Но одновременно начинает «плыть» субъектность портрета. Ведь модель — это объект для художника. Роль субъекта подрывается и погружением фигур в нарратив. Я уже касался этого погружения в нарратив профильных изображений греческой вазописи, уводящего персонажей из настоящего в прошлое. Изображения в фас выводят модель в настоящее время, усиливая эффект ее присутствия. Но классический портрет не так часто обращен к зрителю в фас. Для него наиболее характерен поворот в три четверти, который не позволяет модели исчезнуть в прошлом нарратива, но не позволяет и установить режим магического, апотропейного присутствия. Три четверти в каком-то смысле — это положение в пространственной неопределенности. И такое положение приходит в живопись постепенно. Что выражает эта невключенность в нарратив и в прямой контакт со зрителем, эта недетерминированность? Это особое неопределенное положение субъекта отражает представление о его функции — репрезентации мира внутри его автономного сознания. Субъект как бы погружен в себя, туда, где мир является перед его внутренним взором.
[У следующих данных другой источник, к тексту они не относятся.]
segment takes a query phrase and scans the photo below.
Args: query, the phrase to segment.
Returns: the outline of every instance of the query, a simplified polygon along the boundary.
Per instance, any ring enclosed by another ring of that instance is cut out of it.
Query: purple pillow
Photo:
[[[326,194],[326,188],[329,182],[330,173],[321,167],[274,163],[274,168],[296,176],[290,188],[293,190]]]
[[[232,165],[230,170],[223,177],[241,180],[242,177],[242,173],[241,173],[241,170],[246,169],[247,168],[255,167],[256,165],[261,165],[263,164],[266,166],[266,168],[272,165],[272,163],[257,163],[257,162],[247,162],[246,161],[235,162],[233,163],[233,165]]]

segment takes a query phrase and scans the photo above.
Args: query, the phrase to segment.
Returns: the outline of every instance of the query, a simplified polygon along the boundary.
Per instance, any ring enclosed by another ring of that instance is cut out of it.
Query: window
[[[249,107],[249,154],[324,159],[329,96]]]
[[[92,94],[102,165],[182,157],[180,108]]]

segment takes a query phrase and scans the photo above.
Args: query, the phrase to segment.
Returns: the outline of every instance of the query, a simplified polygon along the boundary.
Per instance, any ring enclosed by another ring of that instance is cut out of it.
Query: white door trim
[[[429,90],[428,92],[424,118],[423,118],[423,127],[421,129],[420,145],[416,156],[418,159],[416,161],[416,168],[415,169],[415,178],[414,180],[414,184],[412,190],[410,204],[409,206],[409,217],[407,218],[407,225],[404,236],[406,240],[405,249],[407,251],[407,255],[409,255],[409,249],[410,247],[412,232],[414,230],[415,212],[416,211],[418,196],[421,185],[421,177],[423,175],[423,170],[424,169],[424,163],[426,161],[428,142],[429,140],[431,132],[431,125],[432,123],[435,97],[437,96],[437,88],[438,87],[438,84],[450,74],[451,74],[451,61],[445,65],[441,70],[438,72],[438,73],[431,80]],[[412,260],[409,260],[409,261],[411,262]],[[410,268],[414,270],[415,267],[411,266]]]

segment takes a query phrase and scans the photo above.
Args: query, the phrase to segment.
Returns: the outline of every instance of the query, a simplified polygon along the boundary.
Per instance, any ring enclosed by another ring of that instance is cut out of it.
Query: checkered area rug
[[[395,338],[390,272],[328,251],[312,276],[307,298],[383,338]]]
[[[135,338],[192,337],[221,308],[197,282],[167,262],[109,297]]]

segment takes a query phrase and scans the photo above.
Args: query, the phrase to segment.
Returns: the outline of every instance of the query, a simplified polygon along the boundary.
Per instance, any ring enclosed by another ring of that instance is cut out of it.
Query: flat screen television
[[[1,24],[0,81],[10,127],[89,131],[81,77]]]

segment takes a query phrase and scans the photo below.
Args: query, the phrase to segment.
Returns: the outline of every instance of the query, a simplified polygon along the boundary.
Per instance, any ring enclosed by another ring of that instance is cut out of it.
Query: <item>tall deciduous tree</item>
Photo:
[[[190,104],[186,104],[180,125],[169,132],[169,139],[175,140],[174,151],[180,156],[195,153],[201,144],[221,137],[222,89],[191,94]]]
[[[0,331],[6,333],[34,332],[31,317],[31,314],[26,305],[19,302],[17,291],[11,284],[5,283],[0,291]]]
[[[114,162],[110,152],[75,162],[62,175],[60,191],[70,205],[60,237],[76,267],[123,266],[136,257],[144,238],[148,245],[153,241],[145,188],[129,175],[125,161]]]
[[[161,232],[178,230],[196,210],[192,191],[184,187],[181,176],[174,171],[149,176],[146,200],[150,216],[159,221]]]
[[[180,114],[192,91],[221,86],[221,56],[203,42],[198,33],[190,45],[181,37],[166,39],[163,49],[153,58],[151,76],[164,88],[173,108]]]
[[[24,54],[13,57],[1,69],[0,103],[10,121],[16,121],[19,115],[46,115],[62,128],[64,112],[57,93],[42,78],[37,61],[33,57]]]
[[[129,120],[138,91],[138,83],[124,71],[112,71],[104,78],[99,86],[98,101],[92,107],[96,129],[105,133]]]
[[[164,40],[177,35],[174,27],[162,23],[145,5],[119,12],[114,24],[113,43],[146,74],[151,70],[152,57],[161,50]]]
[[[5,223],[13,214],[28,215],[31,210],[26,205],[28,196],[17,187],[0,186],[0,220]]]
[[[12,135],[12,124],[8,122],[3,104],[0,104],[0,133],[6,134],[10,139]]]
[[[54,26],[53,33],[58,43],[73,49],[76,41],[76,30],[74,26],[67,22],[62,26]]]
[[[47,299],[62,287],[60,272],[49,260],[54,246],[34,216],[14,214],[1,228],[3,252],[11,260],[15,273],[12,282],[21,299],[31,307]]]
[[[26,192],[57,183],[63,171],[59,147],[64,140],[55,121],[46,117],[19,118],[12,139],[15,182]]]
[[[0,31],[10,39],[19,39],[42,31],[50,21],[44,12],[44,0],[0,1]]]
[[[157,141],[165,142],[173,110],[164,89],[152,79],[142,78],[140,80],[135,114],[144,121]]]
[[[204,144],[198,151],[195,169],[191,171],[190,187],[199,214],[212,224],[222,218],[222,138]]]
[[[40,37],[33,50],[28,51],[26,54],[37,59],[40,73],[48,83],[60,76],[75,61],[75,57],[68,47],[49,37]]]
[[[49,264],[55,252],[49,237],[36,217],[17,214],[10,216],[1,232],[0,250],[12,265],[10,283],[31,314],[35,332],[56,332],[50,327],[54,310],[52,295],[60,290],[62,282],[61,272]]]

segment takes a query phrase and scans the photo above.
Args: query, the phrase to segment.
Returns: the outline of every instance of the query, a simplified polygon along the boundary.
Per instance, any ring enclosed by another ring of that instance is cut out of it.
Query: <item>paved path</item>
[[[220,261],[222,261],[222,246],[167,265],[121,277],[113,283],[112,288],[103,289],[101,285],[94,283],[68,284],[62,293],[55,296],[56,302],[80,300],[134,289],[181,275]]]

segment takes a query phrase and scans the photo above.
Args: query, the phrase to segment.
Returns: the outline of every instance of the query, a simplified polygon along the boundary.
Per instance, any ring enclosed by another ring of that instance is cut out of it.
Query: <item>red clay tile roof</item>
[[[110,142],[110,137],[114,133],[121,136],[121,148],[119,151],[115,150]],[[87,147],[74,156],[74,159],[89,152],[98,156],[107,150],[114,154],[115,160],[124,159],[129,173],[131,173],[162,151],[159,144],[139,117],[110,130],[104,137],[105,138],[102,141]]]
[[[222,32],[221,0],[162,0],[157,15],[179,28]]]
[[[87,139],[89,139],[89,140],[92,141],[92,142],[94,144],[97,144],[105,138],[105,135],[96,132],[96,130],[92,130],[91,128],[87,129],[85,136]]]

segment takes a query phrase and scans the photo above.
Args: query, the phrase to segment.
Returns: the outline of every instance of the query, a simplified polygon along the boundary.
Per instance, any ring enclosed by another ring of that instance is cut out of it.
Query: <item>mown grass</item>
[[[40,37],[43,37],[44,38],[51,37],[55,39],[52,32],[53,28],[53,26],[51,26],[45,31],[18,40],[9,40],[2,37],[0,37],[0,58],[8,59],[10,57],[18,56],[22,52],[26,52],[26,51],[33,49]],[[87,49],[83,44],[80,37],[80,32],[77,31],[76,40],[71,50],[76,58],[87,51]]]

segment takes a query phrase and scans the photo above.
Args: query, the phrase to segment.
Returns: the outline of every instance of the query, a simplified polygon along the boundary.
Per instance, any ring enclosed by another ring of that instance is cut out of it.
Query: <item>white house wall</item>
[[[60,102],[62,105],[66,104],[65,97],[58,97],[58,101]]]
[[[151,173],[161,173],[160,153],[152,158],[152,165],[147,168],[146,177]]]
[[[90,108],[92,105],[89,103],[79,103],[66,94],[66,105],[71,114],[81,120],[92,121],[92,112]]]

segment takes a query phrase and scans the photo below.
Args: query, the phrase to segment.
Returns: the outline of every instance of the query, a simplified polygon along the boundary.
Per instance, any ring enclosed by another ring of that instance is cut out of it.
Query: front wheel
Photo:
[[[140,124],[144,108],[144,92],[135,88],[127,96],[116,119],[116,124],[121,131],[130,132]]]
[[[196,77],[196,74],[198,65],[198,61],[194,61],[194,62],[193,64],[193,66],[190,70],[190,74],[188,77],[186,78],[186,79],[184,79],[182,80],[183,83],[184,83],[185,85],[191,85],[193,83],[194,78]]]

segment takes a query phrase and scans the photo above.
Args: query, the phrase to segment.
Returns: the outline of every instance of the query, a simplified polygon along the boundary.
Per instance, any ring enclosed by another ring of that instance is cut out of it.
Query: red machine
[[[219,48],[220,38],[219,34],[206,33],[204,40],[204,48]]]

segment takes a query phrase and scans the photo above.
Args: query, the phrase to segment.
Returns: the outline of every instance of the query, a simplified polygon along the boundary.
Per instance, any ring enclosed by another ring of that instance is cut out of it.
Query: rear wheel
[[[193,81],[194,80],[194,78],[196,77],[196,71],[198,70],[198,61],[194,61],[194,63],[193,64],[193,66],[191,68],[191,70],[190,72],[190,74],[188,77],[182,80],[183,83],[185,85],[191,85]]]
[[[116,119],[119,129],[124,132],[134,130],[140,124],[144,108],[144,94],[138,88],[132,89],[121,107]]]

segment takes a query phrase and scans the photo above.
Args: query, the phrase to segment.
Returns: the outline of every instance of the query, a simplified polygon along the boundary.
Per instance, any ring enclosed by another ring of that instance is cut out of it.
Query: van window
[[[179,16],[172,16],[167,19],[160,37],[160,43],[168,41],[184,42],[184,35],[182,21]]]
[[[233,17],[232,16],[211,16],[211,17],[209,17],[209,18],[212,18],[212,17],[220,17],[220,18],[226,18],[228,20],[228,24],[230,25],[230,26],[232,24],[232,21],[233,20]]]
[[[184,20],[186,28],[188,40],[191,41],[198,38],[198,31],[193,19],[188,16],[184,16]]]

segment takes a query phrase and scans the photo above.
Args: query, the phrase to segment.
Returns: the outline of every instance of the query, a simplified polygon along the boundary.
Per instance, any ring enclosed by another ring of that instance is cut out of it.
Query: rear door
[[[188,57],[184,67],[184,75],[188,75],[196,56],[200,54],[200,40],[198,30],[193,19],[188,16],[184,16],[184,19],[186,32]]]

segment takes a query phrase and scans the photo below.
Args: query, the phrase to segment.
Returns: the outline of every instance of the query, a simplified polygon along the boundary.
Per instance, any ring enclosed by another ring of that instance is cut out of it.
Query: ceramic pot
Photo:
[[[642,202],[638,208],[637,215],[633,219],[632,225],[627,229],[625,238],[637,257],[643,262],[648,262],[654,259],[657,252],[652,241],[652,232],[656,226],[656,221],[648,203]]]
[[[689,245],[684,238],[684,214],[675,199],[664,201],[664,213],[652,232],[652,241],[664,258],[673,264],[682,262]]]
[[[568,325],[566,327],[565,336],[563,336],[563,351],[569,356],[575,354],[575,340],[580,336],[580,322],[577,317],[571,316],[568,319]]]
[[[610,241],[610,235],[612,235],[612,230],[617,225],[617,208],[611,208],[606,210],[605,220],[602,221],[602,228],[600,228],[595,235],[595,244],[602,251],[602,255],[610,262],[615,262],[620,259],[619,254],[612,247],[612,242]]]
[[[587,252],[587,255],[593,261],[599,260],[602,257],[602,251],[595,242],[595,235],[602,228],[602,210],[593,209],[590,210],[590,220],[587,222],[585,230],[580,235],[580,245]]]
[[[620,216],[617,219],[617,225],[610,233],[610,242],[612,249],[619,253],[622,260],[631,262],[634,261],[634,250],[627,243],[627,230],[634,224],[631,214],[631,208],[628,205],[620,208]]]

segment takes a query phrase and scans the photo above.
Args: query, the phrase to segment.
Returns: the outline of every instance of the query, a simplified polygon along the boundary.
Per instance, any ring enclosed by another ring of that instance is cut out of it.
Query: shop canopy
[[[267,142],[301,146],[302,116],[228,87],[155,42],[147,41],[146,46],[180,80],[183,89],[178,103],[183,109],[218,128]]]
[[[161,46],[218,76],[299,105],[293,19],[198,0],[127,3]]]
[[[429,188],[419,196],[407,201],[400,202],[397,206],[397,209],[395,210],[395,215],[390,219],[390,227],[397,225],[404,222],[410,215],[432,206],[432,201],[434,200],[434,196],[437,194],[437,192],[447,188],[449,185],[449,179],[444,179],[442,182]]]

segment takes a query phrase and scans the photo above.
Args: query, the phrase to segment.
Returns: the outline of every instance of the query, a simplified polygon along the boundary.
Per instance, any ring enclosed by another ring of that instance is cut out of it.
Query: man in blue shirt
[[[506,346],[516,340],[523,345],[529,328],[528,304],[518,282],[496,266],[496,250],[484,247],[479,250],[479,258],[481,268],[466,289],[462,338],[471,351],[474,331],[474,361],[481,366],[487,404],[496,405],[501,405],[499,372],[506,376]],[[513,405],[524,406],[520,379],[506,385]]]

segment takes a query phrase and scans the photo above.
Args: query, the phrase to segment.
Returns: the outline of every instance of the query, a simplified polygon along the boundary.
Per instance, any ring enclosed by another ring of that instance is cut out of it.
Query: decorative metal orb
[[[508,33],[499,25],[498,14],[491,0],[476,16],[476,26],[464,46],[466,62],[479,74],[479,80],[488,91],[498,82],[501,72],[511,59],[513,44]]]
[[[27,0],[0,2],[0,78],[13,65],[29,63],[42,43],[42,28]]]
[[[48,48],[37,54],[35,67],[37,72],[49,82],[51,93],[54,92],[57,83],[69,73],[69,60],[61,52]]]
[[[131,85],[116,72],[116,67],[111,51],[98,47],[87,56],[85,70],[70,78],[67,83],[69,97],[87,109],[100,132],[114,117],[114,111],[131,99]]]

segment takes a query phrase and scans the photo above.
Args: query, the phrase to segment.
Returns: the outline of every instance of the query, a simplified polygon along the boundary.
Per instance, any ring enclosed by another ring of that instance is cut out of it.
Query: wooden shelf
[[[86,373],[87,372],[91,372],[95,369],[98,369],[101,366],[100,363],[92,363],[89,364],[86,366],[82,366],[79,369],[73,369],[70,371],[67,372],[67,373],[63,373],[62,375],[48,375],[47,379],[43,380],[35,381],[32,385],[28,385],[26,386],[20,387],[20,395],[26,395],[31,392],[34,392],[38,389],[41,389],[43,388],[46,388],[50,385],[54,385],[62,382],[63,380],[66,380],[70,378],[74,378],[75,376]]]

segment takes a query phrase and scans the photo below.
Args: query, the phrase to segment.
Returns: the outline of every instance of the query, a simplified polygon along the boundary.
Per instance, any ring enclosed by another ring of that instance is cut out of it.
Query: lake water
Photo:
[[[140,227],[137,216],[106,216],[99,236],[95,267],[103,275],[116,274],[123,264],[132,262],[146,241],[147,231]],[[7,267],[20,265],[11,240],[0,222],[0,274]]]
Когда-то в Советском Союзе наиболее удачной портретной фотографией считалась такая, которая изображала человека, погруженного в свой внутренний мир, размышляющего, прикладывающего палец ко лбу. Если вы посмотрите на массу фотографий культурных деятелей вроде Окуджавы или Бродского, они все время задумчиво курят или трогают свой лоб, тем самым предъявляя свою субъектность. Они — воображатели, репрезентаторы мира, а не делатели. Взгляд — это как раз такая устремленность в невидимое, выход за поверхность, он позволяет поверхности коллапсировать. И в этом смысле взгляд подобен нити. Он не на поверхности, как след. И этот внутренний мир репрезентации чем-то напоминает подземный лабиринт.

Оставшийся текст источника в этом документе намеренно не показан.